Todo pintaba a una continuidad del base en Phoenix. Él había respondido de manera sobresaliente con su segunda mejor puntuación de siempre en la Liga (13 puntos de media) y sus 8,8 asistencias eran las más elevadas desde las 9,1 que repartió en la 2016-17 en los Jazz. Además, había comandado con sobresaliente a un conjunto joven liderado por Devin Booker a la espera del estallido DeAndre Ayton. Pero nada sirvió y Rubio cambió tres veces de camiseta en 72 horas.

“Ha sido una sorpresa, sobre todo por la comunicación que ha habido. Cuando empezaron los rumores sobre mi posible traspaso, llamé a mi gente y me dijeron que mi nombre no estaba sobre la mesa. Al firmar un contrato, aceptas las condiciones, pero hay formas y formas. Los jugadores somos unos privilegiados, pero los que se encargan de estas cosas tienen que entender que, además de jugadores, también somos personas. No es plato de buen gusto que cuando estás involucrado en un proyecto, te dejas la piel y ves que vas funcionando, a la primera de cambio te tengas que ir”, se quejó amargamente en La Ventana de la Ser cuando se oficializó su fichaje por OKC.

Sin embargo, la sonrisa regresó con Minny.

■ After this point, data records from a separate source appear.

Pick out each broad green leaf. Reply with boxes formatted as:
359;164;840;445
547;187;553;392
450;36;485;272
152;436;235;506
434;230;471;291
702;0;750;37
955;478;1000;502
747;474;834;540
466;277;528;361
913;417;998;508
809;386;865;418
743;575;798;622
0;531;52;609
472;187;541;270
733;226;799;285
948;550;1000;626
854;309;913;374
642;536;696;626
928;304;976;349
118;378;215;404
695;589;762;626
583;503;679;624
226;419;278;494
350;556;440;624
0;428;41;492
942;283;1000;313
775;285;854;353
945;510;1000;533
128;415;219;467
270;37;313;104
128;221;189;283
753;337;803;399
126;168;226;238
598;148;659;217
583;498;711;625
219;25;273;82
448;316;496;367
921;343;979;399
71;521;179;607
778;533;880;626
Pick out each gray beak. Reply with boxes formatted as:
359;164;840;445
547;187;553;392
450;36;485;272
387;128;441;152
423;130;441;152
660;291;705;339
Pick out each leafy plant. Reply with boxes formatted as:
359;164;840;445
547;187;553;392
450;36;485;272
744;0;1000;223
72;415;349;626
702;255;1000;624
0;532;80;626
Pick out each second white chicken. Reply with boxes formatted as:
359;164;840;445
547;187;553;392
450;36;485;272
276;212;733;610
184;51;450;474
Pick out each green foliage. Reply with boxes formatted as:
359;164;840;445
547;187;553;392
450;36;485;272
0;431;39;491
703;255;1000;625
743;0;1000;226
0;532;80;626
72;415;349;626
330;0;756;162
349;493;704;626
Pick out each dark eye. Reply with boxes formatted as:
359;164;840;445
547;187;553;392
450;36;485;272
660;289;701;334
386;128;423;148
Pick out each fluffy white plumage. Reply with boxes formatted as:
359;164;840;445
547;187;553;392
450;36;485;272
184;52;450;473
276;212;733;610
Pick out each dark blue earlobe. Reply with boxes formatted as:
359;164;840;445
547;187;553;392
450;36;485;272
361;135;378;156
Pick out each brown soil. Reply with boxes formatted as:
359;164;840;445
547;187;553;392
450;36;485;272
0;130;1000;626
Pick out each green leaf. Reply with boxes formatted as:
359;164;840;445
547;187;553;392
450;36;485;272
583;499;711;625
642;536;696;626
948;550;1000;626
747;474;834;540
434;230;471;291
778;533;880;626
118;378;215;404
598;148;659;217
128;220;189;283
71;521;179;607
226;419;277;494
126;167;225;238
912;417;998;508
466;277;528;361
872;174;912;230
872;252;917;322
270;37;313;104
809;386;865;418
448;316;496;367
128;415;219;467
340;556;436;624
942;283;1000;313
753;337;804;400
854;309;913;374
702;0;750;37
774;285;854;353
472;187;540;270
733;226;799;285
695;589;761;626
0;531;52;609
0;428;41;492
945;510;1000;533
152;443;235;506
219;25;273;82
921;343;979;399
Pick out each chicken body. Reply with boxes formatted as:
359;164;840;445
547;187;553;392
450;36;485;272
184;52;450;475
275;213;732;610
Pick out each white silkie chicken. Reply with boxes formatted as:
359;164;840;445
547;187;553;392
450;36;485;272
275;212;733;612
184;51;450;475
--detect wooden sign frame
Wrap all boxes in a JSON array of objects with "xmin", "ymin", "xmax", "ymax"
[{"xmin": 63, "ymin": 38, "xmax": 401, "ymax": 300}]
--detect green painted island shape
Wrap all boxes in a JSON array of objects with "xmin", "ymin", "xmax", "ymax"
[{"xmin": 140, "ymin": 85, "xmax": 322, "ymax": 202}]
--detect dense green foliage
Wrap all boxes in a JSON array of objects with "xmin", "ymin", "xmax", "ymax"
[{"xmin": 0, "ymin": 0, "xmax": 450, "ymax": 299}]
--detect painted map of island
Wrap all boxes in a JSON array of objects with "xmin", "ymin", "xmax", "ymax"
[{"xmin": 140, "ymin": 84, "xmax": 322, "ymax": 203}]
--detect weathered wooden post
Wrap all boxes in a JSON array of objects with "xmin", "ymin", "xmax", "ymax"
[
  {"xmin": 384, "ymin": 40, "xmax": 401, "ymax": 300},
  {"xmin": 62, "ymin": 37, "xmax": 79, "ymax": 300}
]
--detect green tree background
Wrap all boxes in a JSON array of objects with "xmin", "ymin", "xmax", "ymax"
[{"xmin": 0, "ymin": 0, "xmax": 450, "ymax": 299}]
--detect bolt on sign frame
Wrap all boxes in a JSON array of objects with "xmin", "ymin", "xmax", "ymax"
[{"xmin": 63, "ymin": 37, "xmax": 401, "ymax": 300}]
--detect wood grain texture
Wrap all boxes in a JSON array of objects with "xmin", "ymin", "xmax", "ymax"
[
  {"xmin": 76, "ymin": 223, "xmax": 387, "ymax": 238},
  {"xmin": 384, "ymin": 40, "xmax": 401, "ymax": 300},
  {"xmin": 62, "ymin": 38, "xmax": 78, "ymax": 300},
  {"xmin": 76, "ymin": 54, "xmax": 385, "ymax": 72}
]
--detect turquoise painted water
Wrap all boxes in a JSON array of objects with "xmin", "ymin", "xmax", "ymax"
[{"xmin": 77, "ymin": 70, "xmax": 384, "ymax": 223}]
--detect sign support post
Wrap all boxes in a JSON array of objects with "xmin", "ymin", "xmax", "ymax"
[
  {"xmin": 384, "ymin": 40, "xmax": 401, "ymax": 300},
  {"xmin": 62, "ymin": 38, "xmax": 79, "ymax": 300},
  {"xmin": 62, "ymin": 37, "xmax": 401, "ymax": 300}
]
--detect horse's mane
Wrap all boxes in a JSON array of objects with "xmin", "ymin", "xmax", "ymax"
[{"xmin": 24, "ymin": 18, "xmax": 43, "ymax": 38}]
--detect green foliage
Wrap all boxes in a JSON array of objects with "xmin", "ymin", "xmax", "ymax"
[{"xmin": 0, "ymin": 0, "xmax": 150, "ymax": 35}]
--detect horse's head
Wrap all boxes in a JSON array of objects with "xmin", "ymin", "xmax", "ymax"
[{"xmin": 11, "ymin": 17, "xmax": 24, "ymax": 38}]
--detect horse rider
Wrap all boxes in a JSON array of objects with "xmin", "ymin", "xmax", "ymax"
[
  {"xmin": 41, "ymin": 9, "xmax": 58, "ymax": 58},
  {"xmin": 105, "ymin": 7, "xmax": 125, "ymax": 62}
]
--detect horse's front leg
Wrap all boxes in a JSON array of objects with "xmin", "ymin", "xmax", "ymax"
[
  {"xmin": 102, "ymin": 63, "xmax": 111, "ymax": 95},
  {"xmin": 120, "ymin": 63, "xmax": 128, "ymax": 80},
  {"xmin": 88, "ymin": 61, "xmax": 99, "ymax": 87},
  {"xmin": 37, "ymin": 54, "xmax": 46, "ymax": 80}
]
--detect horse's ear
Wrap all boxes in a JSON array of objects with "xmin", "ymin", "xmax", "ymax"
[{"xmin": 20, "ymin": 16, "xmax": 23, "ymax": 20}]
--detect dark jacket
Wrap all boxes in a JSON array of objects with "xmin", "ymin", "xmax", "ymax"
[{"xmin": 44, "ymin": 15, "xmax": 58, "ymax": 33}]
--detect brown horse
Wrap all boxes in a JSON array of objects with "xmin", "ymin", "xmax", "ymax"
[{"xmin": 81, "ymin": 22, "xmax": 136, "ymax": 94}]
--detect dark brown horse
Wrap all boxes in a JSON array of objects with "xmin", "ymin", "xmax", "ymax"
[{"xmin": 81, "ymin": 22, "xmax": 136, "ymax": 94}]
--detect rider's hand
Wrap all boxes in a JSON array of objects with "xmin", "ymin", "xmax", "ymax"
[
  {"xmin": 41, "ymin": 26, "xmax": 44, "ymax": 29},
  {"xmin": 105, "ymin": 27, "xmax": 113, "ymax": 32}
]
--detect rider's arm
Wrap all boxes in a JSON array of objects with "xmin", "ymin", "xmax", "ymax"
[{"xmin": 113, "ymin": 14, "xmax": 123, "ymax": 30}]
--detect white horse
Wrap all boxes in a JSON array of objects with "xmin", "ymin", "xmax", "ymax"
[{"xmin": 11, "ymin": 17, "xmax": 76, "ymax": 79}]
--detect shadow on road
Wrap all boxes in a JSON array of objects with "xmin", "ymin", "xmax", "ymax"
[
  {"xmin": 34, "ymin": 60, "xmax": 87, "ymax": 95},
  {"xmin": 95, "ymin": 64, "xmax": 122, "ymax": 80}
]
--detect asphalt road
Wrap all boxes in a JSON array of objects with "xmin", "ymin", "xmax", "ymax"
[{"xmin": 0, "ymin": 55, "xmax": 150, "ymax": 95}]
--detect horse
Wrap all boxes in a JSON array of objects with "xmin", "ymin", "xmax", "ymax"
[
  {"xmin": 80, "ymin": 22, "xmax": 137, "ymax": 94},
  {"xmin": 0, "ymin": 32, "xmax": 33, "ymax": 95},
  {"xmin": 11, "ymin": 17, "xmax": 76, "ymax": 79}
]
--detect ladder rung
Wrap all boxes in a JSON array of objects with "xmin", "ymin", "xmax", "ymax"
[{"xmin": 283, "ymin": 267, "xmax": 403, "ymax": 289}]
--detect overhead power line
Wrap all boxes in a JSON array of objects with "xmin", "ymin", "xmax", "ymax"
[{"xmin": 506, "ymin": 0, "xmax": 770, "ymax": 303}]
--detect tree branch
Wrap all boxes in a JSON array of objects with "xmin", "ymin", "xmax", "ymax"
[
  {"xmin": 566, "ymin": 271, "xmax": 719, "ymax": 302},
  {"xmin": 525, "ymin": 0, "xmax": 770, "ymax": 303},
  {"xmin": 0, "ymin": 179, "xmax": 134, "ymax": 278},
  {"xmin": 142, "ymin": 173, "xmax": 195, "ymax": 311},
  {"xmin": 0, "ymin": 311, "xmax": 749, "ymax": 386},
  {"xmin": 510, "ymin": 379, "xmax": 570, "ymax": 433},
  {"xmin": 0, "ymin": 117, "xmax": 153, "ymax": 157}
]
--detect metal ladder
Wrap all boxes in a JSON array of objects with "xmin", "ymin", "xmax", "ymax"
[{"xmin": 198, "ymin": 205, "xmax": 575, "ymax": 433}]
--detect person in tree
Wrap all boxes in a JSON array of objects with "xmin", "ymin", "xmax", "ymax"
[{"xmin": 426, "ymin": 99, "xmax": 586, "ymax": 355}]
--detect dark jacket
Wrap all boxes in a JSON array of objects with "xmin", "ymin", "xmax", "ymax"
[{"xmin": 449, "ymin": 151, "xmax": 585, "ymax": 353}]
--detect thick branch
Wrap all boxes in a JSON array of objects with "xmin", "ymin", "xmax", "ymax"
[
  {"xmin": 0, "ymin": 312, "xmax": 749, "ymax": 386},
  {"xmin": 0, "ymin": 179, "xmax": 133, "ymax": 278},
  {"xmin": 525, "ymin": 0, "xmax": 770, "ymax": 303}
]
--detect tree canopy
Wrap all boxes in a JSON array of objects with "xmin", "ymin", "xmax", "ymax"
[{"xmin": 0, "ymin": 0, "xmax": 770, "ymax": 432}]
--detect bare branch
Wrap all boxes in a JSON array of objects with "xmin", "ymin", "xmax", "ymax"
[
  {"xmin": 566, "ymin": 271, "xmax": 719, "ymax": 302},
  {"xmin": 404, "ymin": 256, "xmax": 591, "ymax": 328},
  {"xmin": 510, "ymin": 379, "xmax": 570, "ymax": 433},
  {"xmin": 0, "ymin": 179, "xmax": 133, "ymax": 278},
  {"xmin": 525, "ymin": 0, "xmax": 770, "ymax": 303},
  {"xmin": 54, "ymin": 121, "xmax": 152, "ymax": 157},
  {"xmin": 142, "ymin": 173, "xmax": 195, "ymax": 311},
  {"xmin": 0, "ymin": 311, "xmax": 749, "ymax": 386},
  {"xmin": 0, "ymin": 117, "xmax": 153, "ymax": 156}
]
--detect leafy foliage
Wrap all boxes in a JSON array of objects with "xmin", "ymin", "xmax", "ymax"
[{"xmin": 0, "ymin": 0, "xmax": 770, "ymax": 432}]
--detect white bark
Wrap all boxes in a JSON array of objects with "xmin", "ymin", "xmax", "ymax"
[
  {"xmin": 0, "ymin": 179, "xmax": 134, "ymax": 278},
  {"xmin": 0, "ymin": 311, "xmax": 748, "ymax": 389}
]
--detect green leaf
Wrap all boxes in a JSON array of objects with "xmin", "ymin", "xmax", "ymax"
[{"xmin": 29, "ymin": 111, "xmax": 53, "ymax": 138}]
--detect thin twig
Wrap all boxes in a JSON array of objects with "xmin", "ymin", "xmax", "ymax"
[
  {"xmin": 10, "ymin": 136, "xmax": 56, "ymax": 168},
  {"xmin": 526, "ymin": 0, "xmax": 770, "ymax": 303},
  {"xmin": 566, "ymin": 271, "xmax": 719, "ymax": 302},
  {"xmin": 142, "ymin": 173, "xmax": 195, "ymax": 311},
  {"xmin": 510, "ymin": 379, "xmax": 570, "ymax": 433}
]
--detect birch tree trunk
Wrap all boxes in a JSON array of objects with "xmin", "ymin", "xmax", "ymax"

Allí se dio a conocer y se convirtió en uno de los bases titulares más sólidos de la NBA, a pesar de aparentar siempre estar al filo de la navaja: de los 563 partidos que ha disputado en la Liga, 542 han sido dentro del quinteto titular. Un 96,3% impresionante.

Alabanzas de D'Angelo Russell

Su aterrizaje, además, ha alegrado integrantes de la plantilla como D’Angelo Russell, un formidable base que encontró su hueco en la Liga en Brooklyn Nets antes de ser traspasado a Golden State Warriors por la marcha de Kevin Durant a Nueva York. Minnesota es su cuarta ciudad en tan solo cinco temporadas. “Nunca he jugado con nadie de su calibre, alguien que aporta lo que él aporta al juego en el uno”, dijo emocionado en el podcast del periodista Dane Moore un jugador que compartió vestuario con Stephen Curry, considerado uno de los mejores bases de la historia.

A pesar de compartir la misma posición en el campo, Russell tiene capacidad para desarrollar su juego desde el dos, por lo que no sería descartable ver durante muchos minutos compartiendo pista a ambos jugadores.